This is a follow up to feedback FB9144718, which we also discussed at a WWDC21 "Performance, power, and stability" lab session.
Issue Summary
The actual issue we are facing is that our XPC service is not running as fast as we would expect it to be, especially not on Intel machines; somewhat better on M1 machines but still not really good.
After a lot of profilling with instruments, it finally turned out that the problem is caused by our processing getting regularly stopped as our processing thread is being preempted and put on hold for sometimes a tramendous amount of time (up to over 32 ms have been monitored). Even it is preempted for just a couple of ms most of the time, this is still a lot considering that the actual work it would otherwise perform is only in the range of microseconds.
The reason why this is happening is probably caused by the fact that we don't use the XPC service just for processing application messages through the XPC protocol, which we do as well, but also retrieve requests through a mach port from another process.
This causes our thread priority to be dropped down to 4 (see highlighted log line) and that's the reason why we get preempted for so long. The reason why it's not equally dramatic on M1 is that we are not preempted there, instead we are forced to run on the high efficiency cores instead of the high performance ones.
Ideas from the Lab
Other than completely restructuring our entire implementation which is eventually going to happen in the future anyway for Big Sur and newer, we still have to maintain this structure as long as we need to also support pre-Big Sur macOS version, so it would be great to have a less dramatic fix.
Two suggestions were made at the lab:
Change the RunLoopType in the XPC Plist from dispatch_main to NSRunLoop. We tried that but that didn't made any difference.
Add a key ProcessType with the value Interactive to the XPC Plist. This key is not documented for XPC services, only for launchd daemons but we were told it should actually work for XPC services as well. We tried that as well, both, top level as well as adding it to the XPC sub-key but that didn't make a difference either.
Another Idea That Didn't Work
Now that second suggestion made me look up that key in the man page for launchd.plist and what I found there was pretty interesting. Apparently there is a ProcessType value documented as
Adaptive
Adaptive jobs move between the Background and Interactive classifications based on activity over XPC connections. See xpc_transaction_begin(3) for details.
This seems to be our problem. Our XPC service is considered inactive when it processes messages over the mach port. Looking up the documentation of xpc_transaction_begin(3) tells me:
Services may extend the default behavior using xpc_transaction_begin() and xpc_transaction_end(), which increment and decrement the transaction count respectively. This may be necessary for services that send periodic messages to their clients, not in direct reply to a received message.

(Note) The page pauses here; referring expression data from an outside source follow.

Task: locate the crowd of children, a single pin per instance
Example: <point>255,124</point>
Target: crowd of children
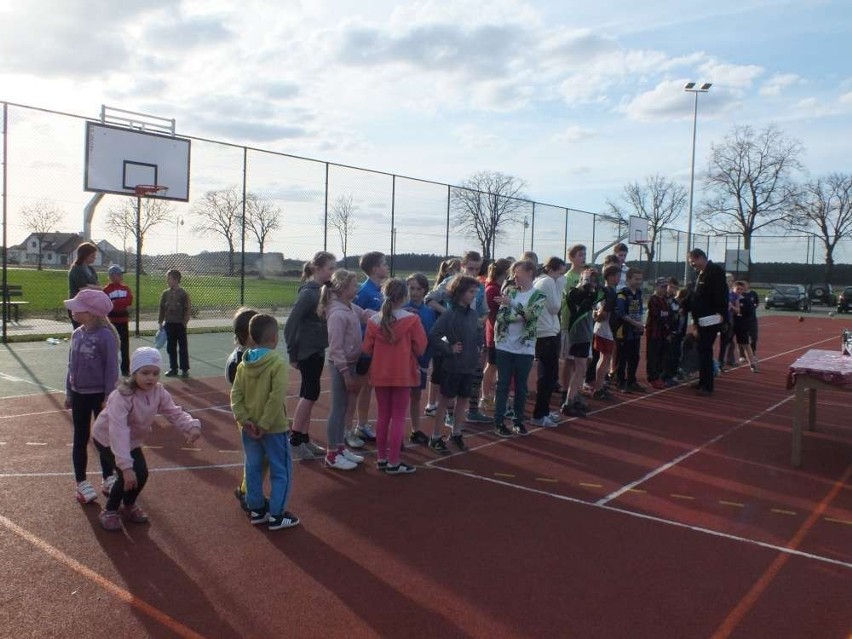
<point>470,340</point>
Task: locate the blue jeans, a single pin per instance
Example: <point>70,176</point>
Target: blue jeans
<point>511,366</point>
<point>276,447</point>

Using these two messages also frees us from the requirement to enable/disable sudden termination our own as it will automatically be controlled by these two functions as well. Yet even using these two functions to indicate activity doesn't prevent us from being preempted at regular intervals as our priority still drops to priority level 4 while we are still in the middle of processing (haven't called xpc_transaction_end() yet) . We seem to use it correctly though as it correctly disables sudden termination on our behalf as long as our XPC service remain in the active state (it will only receive mach messages for processing while in that state) and also gets re-enabled when we leave the active state again.
Final Thoughts
Also on the man page of xpc_transaction_begin() is written:
The XPC runtime will also automatically manage the service's priority based on where a message came from. If an app sends a message to the service, the act of sending that message will boost the destination service's priority and resource limits so that it can more quickly fill the request. If, however, a service gets a message from a background process, the service stays at a lower priority so as not to interfere with work initiated as a direct result of user interaction.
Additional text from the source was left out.